The case is more like that of Howie v. Rea, 70 N.C. 559, which was an action to recover the stipulated price of certain castings, in which the defendant was allowed to reduce the stipulated price by showing that the castings received were not such as were contracted for, and the position is clearly sustained by the authorities there cited.

In addition to this, the defendant had a right to have the question whether the force and effect of the affirmations of the plaintiff in regard to the quality of the fertilizer did not constitute a warranty of the quality. *101

If the vendor represents an article as possessing a value which upon proof it does not possess, he is liable as on a warranty, express or implied, although he may not have known such an affirmation to be false, if such representation was intended, not as a mere expression of opinion, but the positive assertion of a fact upon which the purchaser acts; and this is a question for the jury. Thompson v. Tate, 1 Murph., 97; Inge v. Bond, 3 Hawks, 101; Foggert v. Blackmuller, 4 Ired., 230; Bell v. Jeffrey, 13 Ired., 356; Henson v. King, 3 Jones, 419; Lewis v. Rountree, 78 N.C. 323;Baum v. Stevens, 2 Ired., 411.

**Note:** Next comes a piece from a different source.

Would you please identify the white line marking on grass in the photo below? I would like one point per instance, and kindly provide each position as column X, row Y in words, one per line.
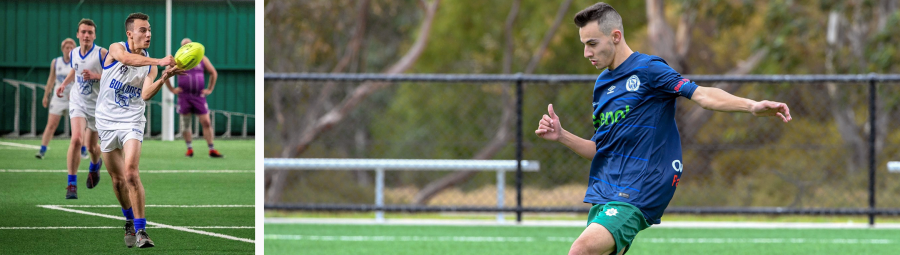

We think there was error in not submitting to the jury the issue raised by the answer, and there must be a new trial.

Error. Reversed.

Cited: Martin v. Goode, 111 N.C. 290; Alpha Mills v. Engine Co.,116 N.C. 802; Finch v. Gregg, 126 N.C. 179; Wright v. Ins. Co.,138 N.C. 494; Beasley v. Surles, 140 N.C. 609; Wrenn v. Morgan,148 N.C. 104; Harris v. Cannady, 149 N.C. 82; Robertson v. Halton,156 N.C. 220; Hodges v. Smith, 158 N.C. 260; Tomlinson v. Morgan,166 N.C. 560; Kime v. Riddle, 174 N.C. 444; Swift v. Meekins,179 N.C. 174; Wiggins v. Motor Co., 188 N.C. 320.